A língua é um sistema que desencadeia perceções linguísticas nos seus falantes, ou seja, julgamentos que associam traços sociais a traços linguísticos. Estes julgamentos motivam reações positivas ou negativas relativamente à forma como se fala ou como se ouve falar. Cite-se como exemplo os julgamentos associados à variação [b, v], comummente referida como «trocar o b pelo v». As perceções linguísticas centram-se, entre outros domínios, na correção linguística, levando o falante a considerar determinadas realizações como corretas e, logo, prestigiadas. Existe, assim, um processo de prestígio linguístico que conduz os falantes a estimar e a respeitar determinadas realizações linguísticas em detrimento de outras. Será este o fenómeno que a questão colocada convoca1.
O significado do verbo achar enquanto verbo de opinião está consagrado pelos dicionários (cf., por exemplo, Dicionário Houaiss ou Dicionário da Língua Portuguesa Contemporânea), sendo inclusive apresentado como sinónimo de pensar ou considerar.
Considerar a expressão «achar que» como menos correta do que «pensar que» encontra a sua justificação, como ficou dito acima, nas perceções linguísticas que julgam esta opção como menos prestigiada.
O uso da expressão parece estar, na forma escrita, associado sobretudo à oralidade. Uma breve pesquisa em textos da comunicação social mostra que a construção é usada sobretudo em citações de discurso direto, como acontece no exemplo seguinte:
(1) «Depois veio uma reportagem no "Público"a denunciar um SOS na zona pobre do Porto. “Muita gente acha que para fazer trabalho na área social é preciso ir para muito longe”, aponta.» (Público, artigo de 26/10/2018, disponível aqui)
Também em textos literários, este uso surge preferencialmente associado ao discurso direto, numa opção que se identifica já entre escritores do século XIX, como por exemplo:
(2) «− Oh Topsius, que chelpa isto me vai render! E diga lá amiguinho, diga lá! Então acha que eu posso afirmar à Titi que esta coroa de espinhos foi a mesma que..» (Eça de Queirós, A Relíquia)
Assim sendo, podemos concluir que a construção «achar que» não é resultante de uma influência de programas televisivos, nomeadamente telenovelas. Muito menos seria consequência do Acordo Ortográfico de 1990, dado que, como o nome indica, este apenas visa a ortografia das palavras e não o léxico ou a sintaxe.

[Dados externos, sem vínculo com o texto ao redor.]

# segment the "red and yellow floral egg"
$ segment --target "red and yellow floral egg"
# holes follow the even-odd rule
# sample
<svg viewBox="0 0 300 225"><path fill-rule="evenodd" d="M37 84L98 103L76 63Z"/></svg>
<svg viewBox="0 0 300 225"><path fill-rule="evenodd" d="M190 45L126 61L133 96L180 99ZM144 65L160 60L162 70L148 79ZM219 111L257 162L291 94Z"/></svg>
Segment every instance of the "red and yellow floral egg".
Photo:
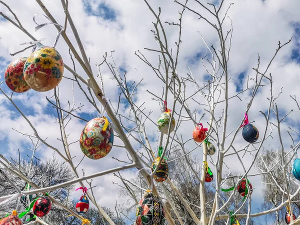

Estas considerações não obstam a que se deva estimular a diversificação de uso das construções associadas à expressão da opinião, que são, de facto, inúmeras: «julgo que», «creio que», «penso que», «acredito que», «considero que», «imagino que», «presumo que», «suponho que», entre outras.
Disponha sempre!
1. Para um maior aprofundamento sobre as questões relacionadas com o prestígio linguístico e com as perceções linguísticas, cf., por exemplo, Humberto López Morales, Sociolingüística. Madrid: Editorial Gredos,1989.